National Guard testing air quality in lower Puna for hazardous volcanic gases

PUNA, BIG ISLAND (HawaiiNewsNow) - Officials warn that hazardous fumes continue to be released from the fissures in the ground at Leilani Estates.

Residents of the subdivision were evacuated last week after the first fissure opened, but for now, they're being allowed back to check on their properties.

However, officials aren't allowing residents of another community, Lanipuna Gardens, access to their homes because of dangerous volcanic gases. To help monitor the situation, the National Guard is gathering air quality readings in both neighborhoods.

"What we're looking at is anything that's exceeding 1 ppm (parts per million) and we were well over 20 PPM at that level," said First Lt. Aaron Hew Len, of the Hawaii Army National Guard.
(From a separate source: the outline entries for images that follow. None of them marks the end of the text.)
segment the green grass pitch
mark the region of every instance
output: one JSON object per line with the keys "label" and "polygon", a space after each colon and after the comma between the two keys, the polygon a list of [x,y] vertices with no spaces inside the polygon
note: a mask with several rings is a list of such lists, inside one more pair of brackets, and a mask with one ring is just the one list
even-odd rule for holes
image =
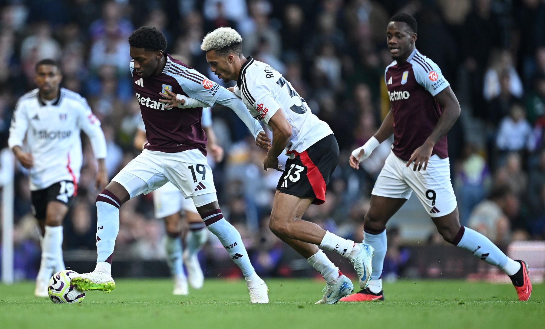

He had just walked into a plume of billowing smoke rising out of cracks in the ground to get a reading.

Their instruments measure the amount of sulfur dioxide in the air, which is a colorless gas with a pungent odor that can reach lethal levels surrounding the volcanic fissures.

At lower levels it can irritate skin, eyes, nose, and throat.

"I'm just down there to ensure," Len said. "I know what our highest readings are and if the plume is to turn and come this way, (I'm thinking) how can we best keep the public safe."